[Lady Bridget in the Never-Never Land by Rosa Praed]@TWC D-Link bookLady Bridget in the Never-Never Land CHAPTER 1 1/10
Mrs Gildea had settled early to her morning's work in what she called the veranda-study of her cottage in Leichardt's Town.
It was a primitive cottage of the old style, standing in a garden and built on the cliff--the Emu Point side--overlooking the broad Leichardt River. The veranda, quite twelve feet wide, ran--Australian fashion--along the front of the cottage, except for the two closed-in ends forming, one a bathroom and the other a kind of store closet.

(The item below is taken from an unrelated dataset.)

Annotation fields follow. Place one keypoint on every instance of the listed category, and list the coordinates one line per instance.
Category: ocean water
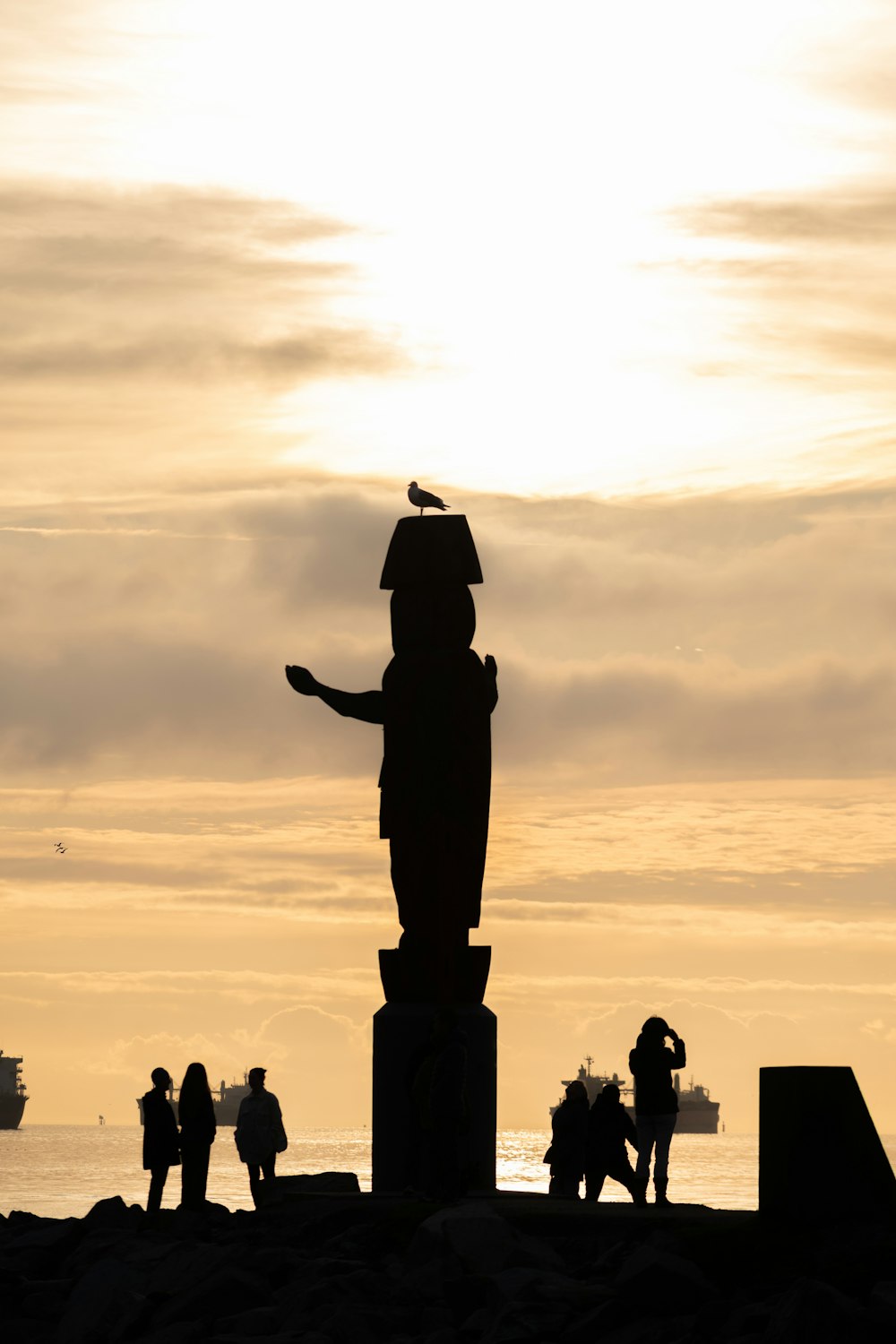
(61, 1171)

Being raised a few feet above the ground, the veranda was enclosed by a wooden railing, and this and the supporting posts were twined with creepers that must have been planted at least thirty years.
One of these, a stephanotis, showed masses of white bloom, which Joan Gildea casually reflected would have fetched a pretty sum in Covent Garden, and, joining in with a fine-growing asparagus fern, formed an arch over the entrance steps. The end of the veranda, where Mrs Gildea had established herself with her type-writer and paraphernalia of literary work, was screened by a thick-stemmed grape-vine, which made a dapple of shadow and sunshine upon the boarded floor.
Some bunches of late grapes--it was the very beginning of March--hung upon the vine, and, at the other end of the veranda, grew a passion creeper, its great purple fruit looking like huge plums amidst its vivid green leaves. The roof of the veranda was low, with projecting eaves, below which a bunch of yellowing bananas hung to ripen.